Summer camps: on the internet, young people report sexual violence – France



Every summer, Ana

he frequented the leisure center of his hometown, Normandy. A new 24 year old host was very kind to her when she was 13 years old. But “during an outing to the pool, where I was the only girl, she abused me in the locker room,” she says. The 17-year-old speaks for the first time about this rape, encouraged by similar testimonials posted on social media, in particular TikTok, widely used by young people.

The Bafa pointed out

The move was launched in early March by 21-year-old Anissa, an influencer and host of summer camps, who received “hundreds of testimonials” after making a video on the subject on TikTok, seen over 1, 5 million times.

The feminist activist wants to show the “problem” of the animation sector so that there is “an evolution”. “I heard animators sexualize 13-year-old girls, flirt, ask them for their number,” says Anissa.

Like other supervisors, she considers that the issue of sexual violence is insufficiently addressed during the training of the certificate of facilitator (Bafa) which allows the guardianship of minors, on a one-off basis, in leisure centers or summer camps.

The Bafa is very interesting but too short

“It doesn’t teach us how to detect signs of violence,” says Sonia

, 24, who works in animation and has already noticed inappropriate behavior in some colleagues. “The Bafa is very interesting but too short.”

To obtain this diploma, accessible from the age of 17, it is necessary to follow a general theoretical training of eight days offered by various entities, carry out a practical internship of 14 days and participate in an in-depth session of six days.

“We do a specific job on the emotional relationship and authority” in front of children so that the future facilitator can get a good position, says Laurent Bernardi, national director of Ceméa, Bafa training organizations. According to him, the issue of sexual violence is “systematically addressed.” However, it can be “fairly quick” to say that any sexual intercourse between a minor and an adult who has authority over him is prohibited by law, he adds.

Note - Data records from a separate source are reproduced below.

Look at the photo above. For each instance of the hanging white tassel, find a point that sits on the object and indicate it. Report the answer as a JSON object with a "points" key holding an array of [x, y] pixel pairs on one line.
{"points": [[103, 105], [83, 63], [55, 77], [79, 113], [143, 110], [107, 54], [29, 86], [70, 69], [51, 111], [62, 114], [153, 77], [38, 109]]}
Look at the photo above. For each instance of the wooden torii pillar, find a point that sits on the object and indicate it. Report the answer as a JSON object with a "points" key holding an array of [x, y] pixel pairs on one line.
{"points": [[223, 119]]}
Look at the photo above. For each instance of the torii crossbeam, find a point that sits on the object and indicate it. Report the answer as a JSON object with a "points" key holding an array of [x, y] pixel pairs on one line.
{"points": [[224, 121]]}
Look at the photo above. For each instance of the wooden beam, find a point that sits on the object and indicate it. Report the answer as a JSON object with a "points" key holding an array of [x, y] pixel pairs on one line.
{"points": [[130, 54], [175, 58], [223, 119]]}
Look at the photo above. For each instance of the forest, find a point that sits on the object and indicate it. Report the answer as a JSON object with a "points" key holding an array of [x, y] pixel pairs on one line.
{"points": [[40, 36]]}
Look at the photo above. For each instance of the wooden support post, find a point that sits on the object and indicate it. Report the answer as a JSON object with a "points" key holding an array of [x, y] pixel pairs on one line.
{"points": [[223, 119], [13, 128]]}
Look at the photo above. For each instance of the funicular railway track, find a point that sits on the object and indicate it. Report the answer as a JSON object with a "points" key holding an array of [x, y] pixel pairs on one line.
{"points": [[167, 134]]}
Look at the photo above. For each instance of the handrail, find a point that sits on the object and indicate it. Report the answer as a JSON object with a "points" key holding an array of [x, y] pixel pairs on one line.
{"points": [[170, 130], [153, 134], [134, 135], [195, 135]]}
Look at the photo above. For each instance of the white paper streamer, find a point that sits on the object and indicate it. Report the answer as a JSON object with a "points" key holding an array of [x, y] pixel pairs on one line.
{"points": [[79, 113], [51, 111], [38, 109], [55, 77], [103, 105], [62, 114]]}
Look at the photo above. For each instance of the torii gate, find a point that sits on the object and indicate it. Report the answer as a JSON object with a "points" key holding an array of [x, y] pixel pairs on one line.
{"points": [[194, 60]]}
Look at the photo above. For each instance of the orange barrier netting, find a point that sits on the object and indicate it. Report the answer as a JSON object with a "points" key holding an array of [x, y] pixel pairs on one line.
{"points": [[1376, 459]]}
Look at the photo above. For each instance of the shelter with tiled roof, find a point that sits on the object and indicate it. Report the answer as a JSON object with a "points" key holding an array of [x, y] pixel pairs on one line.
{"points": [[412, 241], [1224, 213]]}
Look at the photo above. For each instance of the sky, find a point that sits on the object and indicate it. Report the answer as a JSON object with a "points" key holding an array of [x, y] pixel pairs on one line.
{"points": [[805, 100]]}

Some criticize the close ages of minors and supervisors, a setting that can encourage flirting.

For Anne-Sophie Chéron, a clinical psychologist, the main thing is to “explain to young instructors that they may be of interest” and that “they should not break the boundaries.” “The child or adolescent seeks tenderness, he may find himself embarked, in spite of himself, on something that goes further if the facilitator is not very clear about the boundaries,” he explains.

Freedom of expression

It’s her

she was “manipulated” at the age of 14 by a 27-year-old cheerleader at the Ardèche campsite where she spent her holidays. “He said sweet words to me, he gave me affection, I believed in him, I didn’t realize it was serious,” says the young woman who got excited. At 23, he now says he hopes “young people can see this kind of message” and dare to “talk” about it.

Attacks occur everywhere but in summer camps, some children are in a fragile situation because they are far from their parents.

Anonymous witnesses, posted on #MeTooAnimation accounts, also report child sexual abuse. “Assaults occur everywhere but in summer camps, some children are in a fragile situation because they are away from their parents,” describes Violaine Guérin, founder of the Stop Sexual Violence Association. In January, the Independent Commission on Incest and Sexual Violence against Children (Civise) reported that 10% of the first 3,800 witnesses it had received referred to victims of sexual violence in institutions (schools, sports clubs, etc.). ). Of this sample, 20% of the witnesses refer to a summer house. The Ciivise, which calls for victims of sexual violence to be declared to the institutions (0,805,802,804), will publish recommendations on Thursday to strengthen the “culture of protection”.